Para produtores, o aparente engessamento dos formatos, principalmente no que toca à duração das canções, das introduções e dos refrães, vem da necessidade de aceitar o comportamento do público: simplesmente, os ouvintes já não têm mais paciência e passam rapidamente para outra música caso uma introdução não interesse. “As pessoas estão com o intervalo de atenção cada vez mais curto. É muita coisa, muita informação, ao mesmo tempo”, resume Rodrigo Gorky, produtor de Pabllo Vittar, Luiza Possi, Banda Uó e Bonde do Rolê ao lado dos companheiros do coletivo Brabo Music Team.

“Hoje em dia existe muita concorrência, não só entre as músicas, mas também com outras mídias, redes sociais, Netflix, YouTube... Tudo isso está constantemente ao alcance dos dedos, criando-se a necessidade de cativar o ouvinte o mais rápido possível”, corrobora Natália Carrera, produtora de Letrux e Mi Kaev e participante do projeto Escuta as Minas, do Spotify. “Não acredito que o formato seja o motivo pelo qual as músicas fazem sucesso, embora com certeza ajude.”

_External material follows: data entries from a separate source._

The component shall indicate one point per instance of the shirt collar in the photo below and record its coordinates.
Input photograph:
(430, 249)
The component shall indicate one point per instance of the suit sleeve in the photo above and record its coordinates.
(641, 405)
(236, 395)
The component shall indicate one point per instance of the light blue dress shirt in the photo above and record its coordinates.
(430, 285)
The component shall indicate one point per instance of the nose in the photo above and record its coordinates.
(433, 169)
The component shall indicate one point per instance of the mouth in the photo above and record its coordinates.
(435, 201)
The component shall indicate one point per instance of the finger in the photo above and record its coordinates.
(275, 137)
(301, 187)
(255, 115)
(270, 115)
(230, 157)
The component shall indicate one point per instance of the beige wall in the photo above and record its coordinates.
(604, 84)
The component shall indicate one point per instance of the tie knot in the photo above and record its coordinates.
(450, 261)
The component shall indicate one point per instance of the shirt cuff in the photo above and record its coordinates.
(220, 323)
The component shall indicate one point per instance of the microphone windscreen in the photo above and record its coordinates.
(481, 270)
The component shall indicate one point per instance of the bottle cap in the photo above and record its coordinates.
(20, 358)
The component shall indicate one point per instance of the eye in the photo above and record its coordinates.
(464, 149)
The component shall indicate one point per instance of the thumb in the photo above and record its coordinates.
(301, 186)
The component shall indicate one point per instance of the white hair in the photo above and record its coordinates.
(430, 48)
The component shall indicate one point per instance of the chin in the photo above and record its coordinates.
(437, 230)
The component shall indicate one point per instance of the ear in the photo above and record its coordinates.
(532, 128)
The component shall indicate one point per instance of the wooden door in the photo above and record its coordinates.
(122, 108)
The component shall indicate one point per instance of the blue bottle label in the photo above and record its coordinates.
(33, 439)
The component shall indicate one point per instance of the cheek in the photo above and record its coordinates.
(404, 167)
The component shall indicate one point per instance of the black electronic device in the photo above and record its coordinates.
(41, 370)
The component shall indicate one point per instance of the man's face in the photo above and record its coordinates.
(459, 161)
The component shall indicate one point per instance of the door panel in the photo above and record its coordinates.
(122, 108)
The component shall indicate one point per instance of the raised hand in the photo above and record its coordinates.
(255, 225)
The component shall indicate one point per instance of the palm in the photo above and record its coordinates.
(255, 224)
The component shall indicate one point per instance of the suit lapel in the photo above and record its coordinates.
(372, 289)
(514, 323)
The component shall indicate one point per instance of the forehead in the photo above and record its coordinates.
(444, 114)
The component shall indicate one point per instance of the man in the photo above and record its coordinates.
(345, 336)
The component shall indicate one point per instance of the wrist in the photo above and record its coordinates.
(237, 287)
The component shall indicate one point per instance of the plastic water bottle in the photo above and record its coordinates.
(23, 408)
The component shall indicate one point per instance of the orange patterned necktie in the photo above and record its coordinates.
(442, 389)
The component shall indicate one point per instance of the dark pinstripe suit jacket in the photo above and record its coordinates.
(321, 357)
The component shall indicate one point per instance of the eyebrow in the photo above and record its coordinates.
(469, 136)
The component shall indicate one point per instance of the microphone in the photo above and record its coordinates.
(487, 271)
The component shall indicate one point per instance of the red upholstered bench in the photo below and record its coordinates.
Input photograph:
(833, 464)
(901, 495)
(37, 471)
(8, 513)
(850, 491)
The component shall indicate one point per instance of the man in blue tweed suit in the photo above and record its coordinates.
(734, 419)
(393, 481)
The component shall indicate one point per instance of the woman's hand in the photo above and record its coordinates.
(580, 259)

Para Rodrigo, saber o que anda fazendo sucesso pode até jogar contra na hora de produzir e criar. “A dificuldade é maior, porque, quando temos uma fórmula previsível, acabamos condicionando nossa cabeça a esses momentos.” 

Como ele, o produtor Dudu Borges, que assina alguns dos maiores sucessos do sertanejo nos últimos anos, para Luan Santana, Michel Teló, Jorge & Matheus, João Bosco & Vinicius, Bruno & Marrone e muitos outros, vê grandes possibilidades para pensar fora da caixa. “Gosto de experimentar coisas que parece que não fazem sentido. Mas, se você acha que aquilo é o caminho, deve fazer. A gente se pergunta: 'será que isso vai rolar? Ninguém está fazendo...' Aposte, invista em novos caminhos. A música precisa evoluir”, ensinou, há alguns meses, num depoimento à UBC. Na mesma série, que você pode conferir completa na nossa página no YouTube, outros produtores deram dicas valiosas para trilhar um caminho que tem óbvios obstáculos: não só conseguir a aceitação do público como fazer isso sem parecer repetitivo. 

“Fórmulas não são uma coisa nova, sempre existiram. Nos anos 50 e 60, houve um período de músicas muito 'formulaicas', com o surgimento do rock e da Motown. E, mesmo assim, produziram-se coisas fantásticas. Desde o início do século XX, a música popular se desenvolve em conjunto com as mídias. Por exemplo, as músicas longas e os álbuns conceituais dos anos 70 têm tudo a ver com a consolidação do formato do LP, que permitia obras mais extensas que os singles. Eventualmente algum outro formato vai surgir, atendendo a novas demandas, e a indústria cultural acompanhará”, analisa Natália Carrera, uma das produtoras em maior ascensão na cena indie brasileira e integrante da lista de produtoras que a UBC elaborou e publicou recentemente e que cresce à medida que novos nomes chegam até nós. 

"Nos anos 50 e 60, houve um período de músicas muito 'formulaicas', com o surgimento do rock e da Motown. E, mesmo assim, produziram-se coisas fantásticas."

Natália Carrera, produtora

Rodrigo Gorky vê certos padrões do mercado como algo inescapável no contexto da música contemporânea, mesmo quando você acha que tem o controle do que escuta/faz. “Os serviços que, primariamente, são 100% democráticos, como o streaming, ou seja, que permitem que você escute o que quiser na hora que quiser, são uma faca de dois gumes. Com tanta opção, acabamos ouvindo as mesmas coisas ou confiando em playlists e nas listas das plataformas. Então, acabamos caindo dentro do mesmo sistema de 'ouvinte x programador', como na rádio, ficando dentro de uma bolha”, descreve. 

A solução para os produtores e artistas é redobrar a criatividade, é procurar oferecer coisas inovadoras e vanguardistas mesmo quando se joga pelas regras mercadológicas do tempo, das introduções, dos refrães... “Existe espaço para todo mundo, porque o que vale, no longo prazo, é a verdade de cada artista", diz Gorky. "Mas os que se levam unicamente por fórmulas acabam caindo no esquecimento.”